Travel: Part One - Getting to California.

Five months later and my summer nostalgia is still in full force. I’m constantly finding myself flicking back through the photos with the yearning ache to go back, from camping trips by the sea with friends, warm summer evenings, barefoot wanders in the sand, my family’s first experience of Disneyland, but most of all, my solo trip to America.

My obsession with the Beach Boys, influenced by my Dad when I was younger, coincided with my growing obsession to go to California, this dreamy place I became obsessed with as I’d gaze over photographs of beaches, mountains, pretty houses and stars to be seen in the sky, in the streets, and on the pavement of Hollywood Blvd. At thirteen, my obsession began with the place. But I had begun to realise that it wasn’t just the place, it was what it meant, and it soon became the plaster on my knee for every rainy day or displeasing moment. Through my teens, from around fourteen or fifteen, I constantly dipped in and out of career ideas that I’d discuss with my parents, in a sort of stressed way, because I knew that deep down I didn’t want to do any of them, but they seemed like a good idea, at the time. I knew I wanted to be a writer; I knew I wanted to be a story teller, but too many seemed to say that for it to seem possible, and with decent pay.
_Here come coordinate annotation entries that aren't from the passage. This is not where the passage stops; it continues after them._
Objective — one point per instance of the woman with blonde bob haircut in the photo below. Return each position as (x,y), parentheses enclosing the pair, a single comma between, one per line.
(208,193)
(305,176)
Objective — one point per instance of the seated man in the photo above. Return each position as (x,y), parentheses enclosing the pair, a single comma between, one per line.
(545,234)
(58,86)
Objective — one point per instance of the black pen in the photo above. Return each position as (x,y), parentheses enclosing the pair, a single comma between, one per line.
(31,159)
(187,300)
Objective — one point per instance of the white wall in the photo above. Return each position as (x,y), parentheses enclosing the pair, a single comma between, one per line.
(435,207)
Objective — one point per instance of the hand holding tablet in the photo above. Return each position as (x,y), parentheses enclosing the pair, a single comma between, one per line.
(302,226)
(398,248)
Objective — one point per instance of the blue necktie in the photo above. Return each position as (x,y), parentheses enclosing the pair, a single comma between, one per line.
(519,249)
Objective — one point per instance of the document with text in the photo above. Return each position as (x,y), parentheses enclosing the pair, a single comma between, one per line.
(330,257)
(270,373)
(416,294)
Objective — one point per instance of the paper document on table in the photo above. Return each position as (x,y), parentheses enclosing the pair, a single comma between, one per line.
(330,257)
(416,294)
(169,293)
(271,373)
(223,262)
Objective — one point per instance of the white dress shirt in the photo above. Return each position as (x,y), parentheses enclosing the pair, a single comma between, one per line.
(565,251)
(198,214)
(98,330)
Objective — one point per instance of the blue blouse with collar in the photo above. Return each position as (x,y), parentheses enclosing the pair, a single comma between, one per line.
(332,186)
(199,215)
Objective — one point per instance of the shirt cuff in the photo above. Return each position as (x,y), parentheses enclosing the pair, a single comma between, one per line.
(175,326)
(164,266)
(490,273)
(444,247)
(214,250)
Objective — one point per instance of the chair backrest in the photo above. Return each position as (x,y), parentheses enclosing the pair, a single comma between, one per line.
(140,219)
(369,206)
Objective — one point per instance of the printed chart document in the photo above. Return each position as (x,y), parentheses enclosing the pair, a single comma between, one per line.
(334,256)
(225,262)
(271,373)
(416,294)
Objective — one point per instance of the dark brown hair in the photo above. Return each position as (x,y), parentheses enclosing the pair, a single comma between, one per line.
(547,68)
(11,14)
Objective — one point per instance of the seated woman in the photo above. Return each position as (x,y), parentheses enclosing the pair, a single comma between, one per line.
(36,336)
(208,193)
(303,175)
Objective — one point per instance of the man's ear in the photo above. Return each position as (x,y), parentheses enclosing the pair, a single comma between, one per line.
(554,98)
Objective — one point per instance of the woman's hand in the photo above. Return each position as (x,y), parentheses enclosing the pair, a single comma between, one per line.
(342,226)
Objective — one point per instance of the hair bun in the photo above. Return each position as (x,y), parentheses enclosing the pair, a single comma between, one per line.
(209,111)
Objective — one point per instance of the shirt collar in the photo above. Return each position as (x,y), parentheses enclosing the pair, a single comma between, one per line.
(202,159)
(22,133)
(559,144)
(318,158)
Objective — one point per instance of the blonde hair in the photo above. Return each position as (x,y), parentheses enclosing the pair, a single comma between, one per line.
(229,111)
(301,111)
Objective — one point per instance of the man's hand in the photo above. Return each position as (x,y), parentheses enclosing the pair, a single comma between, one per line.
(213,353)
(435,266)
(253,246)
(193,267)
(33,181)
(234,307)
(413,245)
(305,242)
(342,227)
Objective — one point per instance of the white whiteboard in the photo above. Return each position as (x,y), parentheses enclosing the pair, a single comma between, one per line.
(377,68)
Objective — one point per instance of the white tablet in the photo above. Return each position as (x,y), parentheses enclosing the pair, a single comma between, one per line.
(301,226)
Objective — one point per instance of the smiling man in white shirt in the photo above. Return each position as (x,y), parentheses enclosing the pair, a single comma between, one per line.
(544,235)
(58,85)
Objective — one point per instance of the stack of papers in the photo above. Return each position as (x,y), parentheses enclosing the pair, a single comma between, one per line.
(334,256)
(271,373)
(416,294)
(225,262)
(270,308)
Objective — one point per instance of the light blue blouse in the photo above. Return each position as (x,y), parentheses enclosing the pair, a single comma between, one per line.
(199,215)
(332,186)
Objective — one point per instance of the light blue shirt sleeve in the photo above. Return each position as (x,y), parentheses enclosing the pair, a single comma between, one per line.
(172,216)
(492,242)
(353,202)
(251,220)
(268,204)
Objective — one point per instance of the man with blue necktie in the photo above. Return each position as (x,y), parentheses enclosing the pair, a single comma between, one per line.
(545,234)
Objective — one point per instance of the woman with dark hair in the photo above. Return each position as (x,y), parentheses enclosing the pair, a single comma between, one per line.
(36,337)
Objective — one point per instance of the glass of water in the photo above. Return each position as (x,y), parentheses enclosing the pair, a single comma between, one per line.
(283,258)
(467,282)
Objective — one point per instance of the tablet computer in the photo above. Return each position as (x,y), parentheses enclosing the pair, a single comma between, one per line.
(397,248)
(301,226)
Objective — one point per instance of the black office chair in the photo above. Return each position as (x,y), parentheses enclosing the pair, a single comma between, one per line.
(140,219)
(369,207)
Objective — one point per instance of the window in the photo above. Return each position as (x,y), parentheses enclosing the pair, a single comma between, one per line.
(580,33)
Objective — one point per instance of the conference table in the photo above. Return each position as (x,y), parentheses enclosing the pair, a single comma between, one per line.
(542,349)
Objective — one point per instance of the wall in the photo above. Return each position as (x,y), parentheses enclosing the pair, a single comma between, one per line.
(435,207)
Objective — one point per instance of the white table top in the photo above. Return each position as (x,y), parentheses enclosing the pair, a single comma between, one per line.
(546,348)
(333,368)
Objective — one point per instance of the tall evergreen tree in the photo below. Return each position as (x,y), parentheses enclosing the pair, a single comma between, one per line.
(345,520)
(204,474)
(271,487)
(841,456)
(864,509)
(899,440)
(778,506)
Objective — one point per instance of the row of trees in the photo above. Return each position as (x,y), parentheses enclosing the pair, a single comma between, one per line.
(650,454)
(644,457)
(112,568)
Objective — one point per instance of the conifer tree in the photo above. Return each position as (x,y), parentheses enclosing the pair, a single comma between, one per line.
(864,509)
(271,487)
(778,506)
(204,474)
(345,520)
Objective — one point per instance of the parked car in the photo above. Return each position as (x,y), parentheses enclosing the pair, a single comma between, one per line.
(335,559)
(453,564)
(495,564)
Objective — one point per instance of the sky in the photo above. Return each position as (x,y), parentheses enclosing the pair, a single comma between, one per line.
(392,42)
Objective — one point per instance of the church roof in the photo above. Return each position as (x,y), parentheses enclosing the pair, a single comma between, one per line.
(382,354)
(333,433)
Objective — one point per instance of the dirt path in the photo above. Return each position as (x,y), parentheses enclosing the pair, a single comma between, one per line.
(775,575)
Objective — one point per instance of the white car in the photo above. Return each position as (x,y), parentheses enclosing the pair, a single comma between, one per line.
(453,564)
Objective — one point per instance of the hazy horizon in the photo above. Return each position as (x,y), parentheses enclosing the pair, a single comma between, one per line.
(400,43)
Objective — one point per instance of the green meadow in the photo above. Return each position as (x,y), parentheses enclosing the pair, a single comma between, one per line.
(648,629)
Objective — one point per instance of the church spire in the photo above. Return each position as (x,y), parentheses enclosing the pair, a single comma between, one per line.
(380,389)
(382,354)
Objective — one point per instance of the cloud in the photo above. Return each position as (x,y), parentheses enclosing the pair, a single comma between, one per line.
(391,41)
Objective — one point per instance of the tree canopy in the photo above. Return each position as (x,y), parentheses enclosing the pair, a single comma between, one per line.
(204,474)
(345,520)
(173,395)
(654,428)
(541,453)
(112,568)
And then I did some research, and as my passion grew and broadened, I fell in love with the idea of being a screenwriter. I thought about it all the time. I started reading books about it, and studied the dialogue of the people around me and the stories they all had to tell. It became so obsessive, and all these books kept telling me that I needed to get to LA, ‘preferably’. It was such a cliché, but I’d been infected with the bug of the American dream. It was all I thought about. I couldn’t wait to leave school, and in the dull moments of waiting my mind wondered to imagined scenes of what it would be like to watch the sun slip behind the mountains with sand between my toes on Venice Beach, or driving along the coast with The Beach Boys on the radio, or to sit on the little buggies and get driven around the film studios where perhaps a film I might write one day would be filmed. It was just this place that equaled happiness in my head – the clichéd idea that everything would make sense and be great if I could just get there.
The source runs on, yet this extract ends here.